I was losing everything anyway. What was I even risking at this point? It was either this…or hanging up my cleats for good. I didn’t want to do that. I didn’t wanna stop playing football. It was part of my identity. Baked into my DNA. It wasn’t just a sport. It was an extension of me…of who I was.
Could any doctor really fix my shoulder for good?
Right now, I had a hard time believing it.
My shoulder was doomed. I was doomed. I had to take matters into my own hands.
I was the only one I trusted to figure out what my body needed.
Just this once, and then I’d be over with it.
I could get real medical help during the off-season.
Yeah. If I could survive the next few weeks, I would have more time to heal and find someone competent enough to get my shoulder back in the game.
Okay, that was a solid plan.
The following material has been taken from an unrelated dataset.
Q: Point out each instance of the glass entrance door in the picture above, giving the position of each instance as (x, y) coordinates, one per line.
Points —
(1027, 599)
It made sense and fit into my football schedule.
I only had to fake it a little longer. I could make this work.
Keep my head down, do my job, and hide the pain from everyone.
A little voice in my head whispered that I was wrong, but I shoved it down.
That voice didn’t know me, or my dreams, or my situation, or the pressure crushing me from every direction.
I shouldn’t listen to it. Nah, I had to do this my way.
My starting position on the team. My scholarship. The scouts. Playing pro.
Those were the things that mattered in my sport, and I had to focus on nothing else.
I wiped the tears streaming down my cheeks with the back of my hand.
Some days, I became someone I barely recognized.
Was my plan really bulletproof, or was I just fooling myself into thinking it was?
I could get caught at any moment. The idea squeezed my throat like a vise.
I felt lightheaded just imagining what would happen if someone found out.
Pressure always got the better of me. It always felt like it was crushing me to pieces and taking me hostage.
I inhaled and exhaled, but it did nothing to soothe the storm raging inside me.
My thoughts felt wrong. My body felt wrong. My entire existence felt wrong.
Leaning to the left, I cracked open the vanity door, hand digging beneath a box of tampons and toilet paper stacks I kept under the sink. I pushed a few towels aside until my fingers brushed against the first-aid kit at the very back.
I pulled it out, wincing as pain shot across my right side and the bruises on my jaw.
Opening the red box, I slipped my hand inside, fishing one of the three glass vials I kept in there and closing my fist around it.
My stomach churned. I breathed through my nose. I was going to be sick.
I shut my eyes and shook my head. How had I become this guy? The one masking the truth and putting on a brave face. I couldn’t believe this was what my life had turned into.